A Meso-scale study to predict high-temperature behavior of concrete structures in a hygral-thermal-chemical-mechanical framework

Abstract

Fire has become one of the common hazards that a concrete structure faces in today’s world. Considering the heterogeneity of concrete and the contrasting nature of the constituents at high temperatures (cement paste dehydrates and shrinks while aggregate expands in volume), the use of a homogeneous macroscopic model to predict concrete's thermo-mechanical performance is questionable. Therefore, a more realistic description of concrete (in terms of explicit consideration of coarse aggregate and cement mortar rather than homogenized concrete medium) is needed to characterize the behavior of a concrete structure under such severe loading conditions (e.g., fire).
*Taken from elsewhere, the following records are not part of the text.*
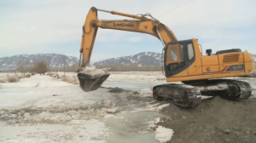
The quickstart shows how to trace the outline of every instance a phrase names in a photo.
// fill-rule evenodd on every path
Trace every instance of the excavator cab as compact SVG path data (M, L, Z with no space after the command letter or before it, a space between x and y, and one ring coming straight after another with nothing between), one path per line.
M188 69L195 59L193 39L169 43L165 49L164 57L166 77Z

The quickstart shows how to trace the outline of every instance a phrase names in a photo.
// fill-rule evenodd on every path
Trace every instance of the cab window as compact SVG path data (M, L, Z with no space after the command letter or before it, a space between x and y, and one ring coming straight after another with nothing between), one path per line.
M190 61L195 56L194 48L192 43L188 44L188 55L189 55L189 61Z
M169 71L176 71L185 66L183 45L173 45L168 50L168 65Z

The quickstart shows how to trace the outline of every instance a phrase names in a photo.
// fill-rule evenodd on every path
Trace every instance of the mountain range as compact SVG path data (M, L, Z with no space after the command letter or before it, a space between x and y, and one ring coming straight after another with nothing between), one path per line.
M256 54L253 54L256 66ZM67 56L56 54L20 54L9 57L0 58L0 71L15 70L18 63L21 61L25 65L32 65L35 62L45 60L49 67L61 68L64 66L79 65L79 59L74 56ZM106 65L134 65L143 66L160 66L161 64L161 54L154 52L143 52L134 55L111 58L97 62L90 62L93 66Z
M44 60L49 67L63 67L64 60L66 66L78 65L79 60L74 56L67 56L56 54L20 54L9 57L0 58L0 70L9 71L15 70L18 63L23 65L33 65L36 62Z

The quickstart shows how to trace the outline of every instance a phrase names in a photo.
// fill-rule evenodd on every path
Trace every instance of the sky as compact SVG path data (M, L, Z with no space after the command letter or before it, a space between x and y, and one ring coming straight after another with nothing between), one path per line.
M91 7L150 13L178 40L197 38L203 50L241 49L256 54L255 0L0 1L0 57L31 54L79 56L82 26ZM130 19L98 12L101 20ZM90 61L140 52L161 53L150 35L99 29Z

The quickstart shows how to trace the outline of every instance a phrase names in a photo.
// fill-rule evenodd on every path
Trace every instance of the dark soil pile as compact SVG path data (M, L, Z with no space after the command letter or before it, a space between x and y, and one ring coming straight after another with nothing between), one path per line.
M196 107L174 105L161 111L170 118L158 125L174 130L170 143L256 142L256 99L230 101L215 97Z

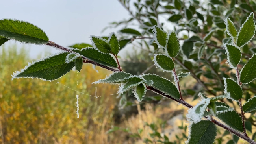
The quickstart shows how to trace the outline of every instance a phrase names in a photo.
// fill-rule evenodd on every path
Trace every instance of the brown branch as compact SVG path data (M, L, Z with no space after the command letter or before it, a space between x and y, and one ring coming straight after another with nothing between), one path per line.
M71 50L69 50L69 49L68 48L65 48L63 47L62 46L58 45L58 44L55 44L55 43L54 43L53 42L52 42L49 41L49 43L48 43L48 44L45 44L47 45L55 47L56 48L60 49L61 50L65 50L65 51L66 51L67 52L73 53L74 54L77 54L76 53L72 51ZM100 67L101 67L102 68L107 69L110 70L111 70L112 71L114 71L114 72L120 71L119 70L116 70L116 69L114 69L113 68L108 67L107 66L102 65L101 64L97 63L95 62L94 61L90 61L90 60L88 59L86 57L84 57L83 56L83 58L84 59L84 60L85 60L85 61L86 61L86 63L91 63L91 64L93 64L94 65L97 65L97 66L100 66ZM181 63L181 62L179 61L178 60L176 60L176 61L178 61L178 62L179 63ZM182 63L181 63L181 64L182 64ZM182 64L182 65L183 66L184 66L183 64ZM186 69L187 69L187 68L186 68ZM195 76L195 74L193 72L191 71L191 72L192 72L191 73L191 74L193 74ZM200 79L199 79L199 81L201 81L201 83L202 83L202 82L201 81L200 81ZM203 85L204 85L204 84L203 83ZM205 86L206 87L206 86L205 85ZM207 87L206 87L206 88L207 88ZM174 100L174 101L177 102L179 103L181 103L183 105L184 105L186 107L188 107L189 108L193 108L193 106L192 106L190 104L187 103L187 102L186 102L184 100L181 100L181 99L178 99L178 100L175 99L174 98L173 98L171 96L169 96L169 95L168 95L167 94L166 94L165 93L164 93L164 92L161 92L161 91L160 91L160 90L154 88L153 87L147 86L147 89L148 89L148 90L152 90L152 91L154 91L154 92L156 92L157 93L158 93L158 94L160 94L160 95L162 95L162 96L164 96L165 97L167 97L167 98L169 98L169 99L170 99L171 100ZM208 88L207 89L208 89L208 90L210 91L210 90L209 89L208 89ZM208 118L206 118L208 119ZM231 132L231 133L236 135L237 136L243 139L244 140L246 140L247 141L247 142L250 142L251 144L256 144L256 142L254 142L253 140L252 140L249 137L247 136L247 135L244 135L243 134L241 133L238 132L236 130L235 130L234 129L233 129L232 128L229 127L228 127L228 126L226 126L226 125L223 124L222 124L222 123L221 123L220 122L219 122L217 121L216 120L215 120L214 119L212 119L211 120L211 122L213 122L215 124L216 124L216 125L217 125L217 126L218 126L224 128L224 129L225 129L226 130L227 130L228 131L230 132Z
M194 72L193 72L191 70L190 70L189 69L186 67L184 65L183 65L181 61L180 61L178 59L176 59L175 61L177 61L178 63L180 65L181 65L183 67L183 68L184 68L187 70L189 72L190 72L190 74L192 75L192 76L193 77L193 78L194 78L196 79L197 81L197 82L200 85L201 85L202 86L203 86L203 87L204 87L205 89L206 89L206 90L208 92L210 93L210 94L213 95L215 96L217 96L215 94L213 93L211 91L210 89L208 89L207 87L206 87L206 86L205 85L204 85L204 83L203 83L203 82L202 81L201 81L201 80L199 78L197 78L197 76L196 76Z
M120 64L119 64L119 61L118 61L117 55L114 55L114 56L115 56L115 59L117 60L117 65L118 65L118 69L119 69L120 71L122 71L122 68L121 67L121 66L120 66Z
M236 74L237 78L237 82L238 84L240 87L242 86L242 83L240 81L240 74L239 74L239 69L238 69L238 66L237 65L236 67ZM241 117L242 117L242 121L243 122L243 133L245 135L247 136L247 133L246 133L246 130L245 130L245 113L243 110L243 106L242 105L242 102L241 102L241 99L240 99L238 100L239 103L239 106L240 106L240 109L241 110Z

In fact, the performance of a macro-scale (meter size or higher) concrete structure is the coupled effect of the various physico-chemical processes that occur within its constituents at meso-scale, a scale (mm-cm scale size) where coarse aggregates are randomly distributed in a mortar paste medium. Therefore, it is required to develop a model that explicitly considers the constituents' contrasting nature and the different thermo-hygral-mechanical processes at the scale of occurrence of these processes. Hence, in this contribution, a meso-scale based model is developed in a coupled hygro-thermo-chemo-mechanical (HTCM) framework to investigate the effect of high temperature on the thermo-mechanical performance numerically (e.g., in terms of spalling, deformation, residual capacity, etc.) of fire-exposed plain and reinforced concrete structural elements (e.g., slab, beam, etc.). Simulated results and validation with experimental data (taken from the literature) highlight several crucial aspects related to obtaining a more precise residual capacity of a concrete structure, which is impossible to reproduce with a homogenized macroscopic model. The study highlights that the failing of random concrete parts at different times during high-temperature exposure can not be simulated with a homogenized assumption. Further, a mesoscopic model does not require transient creep strain to be specified explicitly. The primary influencing factors behind this transient creep strain, such as the different thermo-chemical and thermo-mechanical damage of the concrete constituents (cement paste, aggregate), thermal-incompatibility of the components and associated damages, etc., are implicitly taken into account in a meso-scale model.